Per sindrome metabolica s’intende una condizione ad elevato rischio cardiovascolare, caratterizzata dalla presenza di un  gruppo di fattori di rischio legati al sovrappeso e all’obesità, che aumentano cioè le probabilità di malattie cardiache ed altri problemi di salute come il diabete e l’ictus: i fattori di rischio sono comportamenti o condizioni che aumentano la probabilità di incorrere in una malattia.

Il termine metabolica si riferisce ai processi biochimici coinvolti nel normale funzionamento del corpo, ma ricordiamo che questa malattia è conosciuta anche con altri nomi:

  • Sindrome X
  • Sindrome da insulino–resistenza
  • Sindrome Dismetabolica
  • Girovita da Ipertrigliceridemico
  • Sindrome dell’ obesità
  • CHAOS
  • Sindrome di Reaven

I cinque fattori di rischio su cui si basa la diagnosi sono:

  • pressione alta,
  • glicemia elevata,
  • ipertrigliceridemia (trigliceridi alti),
  • bassi livelli di HDL (colesterolo buono),
  • eccesso di grasso addominale.

Come vedremo nel paragrafo dedicato diverse società mediche propongono limiti leggermente diversi tra loro e, in alcuni casi, anche ulteriori fattori di rischio.

La diffusione della sindrome metabolica è in continuo aumento a causa dei tassi di obesità tra gli adulti, tanto che in futuro la sindrome potrebbe superare il fumo come il principale fattore di rischio per le patologie cardiache.

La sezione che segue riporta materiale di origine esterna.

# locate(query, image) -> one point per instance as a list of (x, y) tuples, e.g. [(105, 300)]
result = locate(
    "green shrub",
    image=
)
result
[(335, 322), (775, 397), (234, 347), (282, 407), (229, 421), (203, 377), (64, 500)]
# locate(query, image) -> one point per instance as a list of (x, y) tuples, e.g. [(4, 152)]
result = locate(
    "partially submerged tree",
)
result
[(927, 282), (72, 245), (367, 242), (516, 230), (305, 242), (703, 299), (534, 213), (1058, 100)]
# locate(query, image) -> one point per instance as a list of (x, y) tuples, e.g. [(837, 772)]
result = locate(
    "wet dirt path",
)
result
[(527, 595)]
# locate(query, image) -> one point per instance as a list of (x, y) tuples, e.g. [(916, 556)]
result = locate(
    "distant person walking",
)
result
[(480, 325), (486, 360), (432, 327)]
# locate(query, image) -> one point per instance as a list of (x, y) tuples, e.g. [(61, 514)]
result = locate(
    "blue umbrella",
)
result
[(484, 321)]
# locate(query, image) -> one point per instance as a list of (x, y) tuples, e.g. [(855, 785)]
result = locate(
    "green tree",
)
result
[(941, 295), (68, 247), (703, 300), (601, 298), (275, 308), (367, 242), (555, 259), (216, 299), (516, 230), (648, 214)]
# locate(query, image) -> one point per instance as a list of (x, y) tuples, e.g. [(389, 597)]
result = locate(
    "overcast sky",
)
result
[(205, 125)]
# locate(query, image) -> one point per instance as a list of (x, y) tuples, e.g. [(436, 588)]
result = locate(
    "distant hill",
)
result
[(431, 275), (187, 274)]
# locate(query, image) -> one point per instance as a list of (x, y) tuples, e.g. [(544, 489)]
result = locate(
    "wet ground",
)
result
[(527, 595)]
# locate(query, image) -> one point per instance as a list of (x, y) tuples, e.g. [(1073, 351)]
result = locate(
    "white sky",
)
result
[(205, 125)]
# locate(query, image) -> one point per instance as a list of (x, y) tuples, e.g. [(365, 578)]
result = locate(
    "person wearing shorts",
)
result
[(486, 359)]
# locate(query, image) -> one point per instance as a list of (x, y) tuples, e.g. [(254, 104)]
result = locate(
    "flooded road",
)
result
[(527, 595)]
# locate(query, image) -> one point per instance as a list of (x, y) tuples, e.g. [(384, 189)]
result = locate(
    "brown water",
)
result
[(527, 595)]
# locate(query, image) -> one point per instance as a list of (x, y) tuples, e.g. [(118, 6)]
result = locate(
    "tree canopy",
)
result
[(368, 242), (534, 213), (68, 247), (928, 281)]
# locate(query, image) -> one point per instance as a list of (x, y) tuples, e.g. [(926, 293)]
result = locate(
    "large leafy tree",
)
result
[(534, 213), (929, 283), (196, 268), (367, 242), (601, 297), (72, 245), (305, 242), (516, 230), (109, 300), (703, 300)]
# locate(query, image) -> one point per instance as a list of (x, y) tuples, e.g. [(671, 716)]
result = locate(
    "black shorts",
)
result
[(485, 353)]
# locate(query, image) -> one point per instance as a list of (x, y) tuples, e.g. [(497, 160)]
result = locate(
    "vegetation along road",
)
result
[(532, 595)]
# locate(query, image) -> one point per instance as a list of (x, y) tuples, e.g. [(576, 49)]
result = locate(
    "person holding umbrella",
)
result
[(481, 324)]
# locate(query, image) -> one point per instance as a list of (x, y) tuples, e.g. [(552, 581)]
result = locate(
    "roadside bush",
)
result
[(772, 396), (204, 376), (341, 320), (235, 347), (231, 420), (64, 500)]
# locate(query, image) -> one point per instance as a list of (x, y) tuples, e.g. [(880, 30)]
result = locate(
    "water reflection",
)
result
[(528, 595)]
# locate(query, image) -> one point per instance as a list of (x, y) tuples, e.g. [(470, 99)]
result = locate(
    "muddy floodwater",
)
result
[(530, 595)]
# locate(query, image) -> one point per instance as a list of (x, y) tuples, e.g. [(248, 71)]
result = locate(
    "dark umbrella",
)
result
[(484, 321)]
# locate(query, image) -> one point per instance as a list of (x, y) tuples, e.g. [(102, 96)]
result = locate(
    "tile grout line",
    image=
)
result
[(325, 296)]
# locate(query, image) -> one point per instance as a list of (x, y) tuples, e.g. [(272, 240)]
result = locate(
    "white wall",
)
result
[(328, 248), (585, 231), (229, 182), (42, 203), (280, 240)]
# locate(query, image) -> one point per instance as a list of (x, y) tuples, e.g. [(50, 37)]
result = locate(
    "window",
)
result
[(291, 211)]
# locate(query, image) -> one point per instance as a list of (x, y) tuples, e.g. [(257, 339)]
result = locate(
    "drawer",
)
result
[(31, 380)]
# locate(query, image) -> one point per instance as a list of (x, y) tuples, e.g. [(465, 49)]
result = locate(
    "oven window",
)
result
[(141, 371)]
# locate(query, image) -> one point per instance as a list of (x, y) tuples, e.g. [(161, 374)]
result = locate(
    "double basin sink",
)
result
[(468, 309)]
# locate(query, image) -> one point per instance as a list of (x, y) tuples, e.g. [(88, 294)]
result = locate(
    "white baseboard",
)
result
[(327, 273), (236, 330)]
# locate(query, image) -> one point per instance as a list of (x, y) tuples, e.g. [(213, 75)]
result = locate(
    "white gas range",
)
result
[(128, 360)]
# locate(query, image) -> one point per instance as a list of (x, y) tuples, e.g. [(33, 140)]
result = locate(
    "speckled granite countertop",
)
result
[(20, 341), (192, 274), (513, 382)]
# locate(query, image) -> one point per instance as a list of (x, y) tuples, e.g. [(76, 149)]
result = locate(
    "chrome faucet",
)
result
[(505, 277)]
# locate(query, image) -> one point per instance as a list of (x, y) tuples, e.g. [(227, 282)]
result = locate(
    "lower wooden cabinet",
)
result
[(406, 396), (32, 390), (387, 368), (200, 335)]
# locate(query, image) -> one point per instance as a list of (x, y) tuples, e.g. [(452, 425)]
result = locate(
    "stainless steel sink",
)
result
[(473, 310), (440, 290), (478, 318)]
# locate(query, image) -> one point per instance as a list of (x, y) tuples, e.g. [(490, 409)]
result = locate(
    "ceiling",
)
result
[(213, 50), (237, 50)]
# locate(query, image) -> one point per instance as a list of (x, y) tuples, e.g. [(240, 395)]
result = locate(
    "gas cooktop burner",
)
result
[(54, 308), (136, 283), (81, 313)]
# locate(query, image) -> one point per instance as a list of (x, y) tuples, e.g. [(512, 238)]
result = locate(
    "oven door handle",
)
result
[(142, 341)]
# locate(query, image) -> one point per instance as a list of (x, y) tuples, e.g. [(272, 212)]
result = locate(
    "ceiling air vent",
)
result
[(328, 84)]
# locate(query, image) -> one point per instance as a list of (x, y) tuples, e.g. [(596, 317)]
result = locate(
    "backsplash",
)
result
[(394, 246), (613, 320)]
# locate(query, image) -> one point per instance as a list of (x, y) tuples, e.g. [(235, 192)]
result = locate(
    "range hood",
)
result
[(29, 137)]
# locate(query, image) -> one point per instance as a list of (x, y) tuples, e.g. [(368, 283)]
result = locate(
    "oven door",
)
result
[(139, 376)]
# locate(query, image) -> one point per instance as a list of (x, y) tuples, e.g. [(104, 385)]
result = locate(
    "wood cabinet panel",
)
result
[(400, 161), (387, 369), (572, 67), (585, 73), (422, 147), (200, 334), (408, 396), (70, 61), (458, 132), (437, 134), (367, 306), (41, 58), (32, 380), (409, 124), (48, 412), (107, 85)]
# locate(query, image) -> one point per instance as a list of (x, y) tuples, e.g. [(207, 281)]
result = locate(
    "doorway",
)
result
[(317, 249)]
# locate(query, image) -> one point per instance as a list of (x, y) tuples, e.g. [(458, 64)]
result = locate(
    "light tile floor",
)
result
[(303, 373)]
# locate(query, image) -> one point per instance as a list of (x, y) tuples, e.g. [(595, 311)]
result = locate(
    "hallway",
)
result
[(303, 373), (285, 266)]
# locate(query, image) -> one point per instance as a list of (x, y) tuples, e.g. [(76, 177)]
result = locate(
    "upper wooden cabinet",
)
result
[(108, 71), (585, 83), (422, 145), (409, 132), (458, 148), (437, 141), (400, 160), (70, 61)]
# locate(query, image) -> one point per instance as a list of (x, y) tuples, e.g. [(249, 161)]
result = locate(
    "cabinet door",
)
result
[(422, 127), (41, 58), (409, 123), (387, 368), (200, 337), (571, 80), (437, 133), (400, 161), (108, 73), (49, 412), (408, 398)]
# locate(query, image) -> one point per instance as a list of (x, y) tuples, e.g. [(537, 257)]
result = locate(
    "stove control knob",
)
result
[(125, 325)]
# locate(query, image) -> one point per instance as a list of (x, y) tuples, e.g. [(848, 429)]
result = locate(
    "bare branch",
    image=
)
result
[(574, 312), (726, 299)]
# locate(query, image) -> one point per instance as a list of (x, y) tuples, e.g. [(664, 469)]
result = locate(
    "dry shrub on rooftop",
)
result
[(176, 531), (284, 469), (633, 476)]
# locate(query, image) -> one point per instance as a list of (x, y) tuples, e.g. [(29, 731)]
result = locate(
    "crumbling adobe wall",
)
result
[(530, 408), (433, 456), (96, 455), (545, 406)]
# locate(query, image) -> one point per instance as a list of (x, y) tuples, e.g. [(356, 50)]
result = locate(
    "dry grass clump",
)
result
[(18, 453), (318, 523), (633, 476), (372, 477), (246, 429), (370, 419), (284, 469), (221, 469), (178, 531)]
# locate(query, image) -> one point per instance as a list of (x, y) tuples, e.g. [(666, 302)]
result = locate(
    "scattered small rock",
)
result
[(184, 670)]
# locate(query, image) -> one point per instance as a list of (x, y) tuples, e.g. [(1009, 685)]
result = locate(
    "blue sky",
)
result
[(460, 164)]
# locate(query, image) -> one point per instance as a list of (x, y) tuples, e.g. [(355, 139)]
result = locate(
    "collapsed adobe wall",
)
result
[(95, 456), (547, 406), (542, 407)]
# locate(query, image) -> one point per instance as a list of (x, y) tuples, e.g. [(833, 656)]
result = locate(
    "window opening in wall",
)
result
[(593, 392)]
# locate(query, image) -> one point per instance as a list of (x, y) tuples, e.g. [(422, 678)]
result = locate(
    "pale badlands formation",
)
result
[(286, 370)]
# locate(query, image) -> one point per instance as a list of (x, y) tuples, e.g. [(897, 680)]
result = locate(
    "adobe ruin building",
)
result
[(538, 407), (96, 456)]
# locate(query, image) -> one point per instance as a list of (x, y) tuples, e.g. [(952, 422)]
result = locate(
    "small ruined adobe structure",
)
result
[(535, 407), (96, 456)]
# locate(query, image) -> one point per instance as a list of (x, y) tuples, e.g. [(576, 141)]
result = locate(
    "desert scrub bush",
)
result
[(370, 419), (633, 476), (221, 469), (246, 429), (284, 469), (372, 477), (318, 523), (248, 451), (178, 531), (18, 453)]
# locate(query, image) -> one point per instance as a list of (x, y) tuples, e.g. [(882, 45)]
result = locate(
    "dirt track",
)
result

Fotografia con due cuori che racchiudono rispettivamente il cibo spazzatura e gli alimenti cardine di una sana alimentazione.

iStock.com/SIphotography

Cause

Le cinque condizioni elencate di seguito sono fattori di rischio metabolici per il sistema cardiocircolatorio (cuore, arterie, vene, …). Una persona può sviluppare uno qualsiasi di questi fattori di rischio di per sé, ma è comune che un paziente ne presenti più di uno o addirittura tutti e la compresenza aumenta la probabilità di sviluppare eventi cardiovascolari.

  • Un largo girovita. Questa condizione è anche definita come obesità addominale: l’eccesso di grasso nella zona addominale è un fattore di rischio per le malattie cardiache più significativo rispetto al grasso in eccesso in altre parti del corpo, come ad esempio sui fianchi.
  • Un livello superiore a quello normale di trigliceridi nel sangue (ipertrigliceridemia), un tipo di grasso presente nel sangue.
  • Un livello più basso del necessario di colesterolo HDL (colesterolo buono, legato alle lipoproteine ad alta densità) nel sangue. HDL è considerato colesterolo buono perché riduce le probabilità di patologie cardiache. Bassi livelli di HDL ne aumentano invece le probabilità.
  • Ipertensione arteriosa (pressione alta). La pressione sanguigna è formalizzata con due numeri, di solito scritti uno sopra l’altro o uno prima dell’ altro, come 120/80. Il primo numero o quello che sta sopra, corrispondente alla pressione sistolica e misura la pressione nel sangue quando il cuore batte.Il secondo numero, o quello che sta sotto, corrispondente alla pressione diastolica e misura la pressione nel flusso sanguigno tra i battiti del cuore quando il cuore è rilassato.
  • Livelli di glicemia a digiuno più alti del normale (iperglicemia). Un livello di glicemia lievemente elevato può essere un segno di allarme precoce del diabete.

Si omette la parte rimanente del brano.